Yes. Its 30??A quiescent current minimizes idle power use??critical for solar/battery-powered IoT gateways. For a 10Wh solar panel powering a gateway (10mA active, 1??A sleep), the PMIC extends continuous operation from 1000 hours to 1200 hours during low-sunlight periods. This eliminates the need for larger batteries, cutting gateway size by 25% and deployment costs by 18%.
4. Why is configurable power sequencing useful for ECUs?
Automotive ECUs require specific power rail startup order (e.g., MCU first, then sensors) to avoid damage or data corruption.

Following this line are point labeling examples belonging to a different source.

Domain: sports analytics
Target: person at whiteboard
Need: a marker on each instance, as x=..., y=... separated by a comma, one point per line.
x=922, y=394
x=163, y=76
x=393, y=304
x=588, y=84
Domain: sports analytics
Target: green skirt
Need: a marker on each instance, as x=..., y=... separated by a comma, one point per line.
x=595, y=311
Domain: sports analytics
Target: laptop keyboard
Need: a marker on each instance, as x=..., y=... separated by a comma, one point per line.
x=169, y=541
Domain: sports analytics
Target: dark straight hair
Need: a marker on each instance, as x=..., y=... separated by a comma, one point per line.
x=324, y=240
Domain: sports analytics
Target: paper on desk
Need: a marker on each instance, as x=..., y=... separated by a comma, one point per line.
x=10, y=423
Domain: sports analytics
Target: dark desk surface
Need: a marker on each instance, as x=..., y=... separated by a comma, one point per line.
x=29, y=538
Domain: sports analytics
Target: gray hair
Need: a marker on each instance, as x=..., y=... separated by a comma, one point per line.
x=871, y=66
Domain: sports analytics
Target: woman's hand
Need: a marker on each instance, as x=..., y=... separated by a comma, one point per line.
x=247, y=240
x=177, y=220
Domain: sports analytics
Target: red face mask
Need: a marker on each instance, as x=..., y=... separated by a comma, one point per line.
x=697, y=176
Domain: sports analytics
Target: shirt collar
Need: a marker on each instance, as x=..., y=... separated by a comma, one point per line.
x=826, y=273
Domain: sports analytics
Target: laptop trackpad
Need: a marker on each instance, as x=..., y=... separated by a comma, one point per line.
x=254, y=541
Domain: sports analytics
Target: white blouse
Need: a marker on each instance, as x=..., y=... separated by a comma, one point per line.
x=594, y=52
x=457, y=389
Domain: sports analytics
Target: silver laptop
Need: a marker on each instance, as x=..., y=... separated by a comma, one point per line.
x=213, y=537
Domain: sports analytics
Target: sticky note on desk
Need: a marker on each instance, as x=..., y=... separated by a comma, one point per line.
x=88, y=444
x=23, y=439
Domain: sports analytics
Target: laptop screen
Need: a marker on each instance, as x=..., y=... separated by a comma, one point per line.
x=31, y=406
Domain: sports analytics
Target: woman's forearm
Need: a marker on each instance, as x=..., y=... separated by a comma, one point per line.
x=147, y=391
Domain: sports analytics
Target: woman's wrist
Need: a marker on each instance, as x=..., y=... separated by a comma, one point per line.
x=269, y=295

The MAX25231ATCB/V+??s I2C-configurable sequencing eliminates external sequencers, ensuring safe ECU startup. This reduces BOM costs by 15% and avoids sequencing errors that cause 30% of ECU field failures??saving manufacturers $5k?C$8k per incident in warranty repairs.
5. How does the TCB package benefit compact automotive modules?
ADAS cameras and telematics units have strict size limits (often <10mm thick). The 3.5mm x 3.5mm TCB package is 20% smaller than 24-pin automotive PMIC packages, freeing up space for larger sensors or heat sinks. Its lead-free, automotive-grade construction also ensures reliability in vibration-prone environments (e.g., vehicle dashboards), unlike fragile discrete components that loosen over time.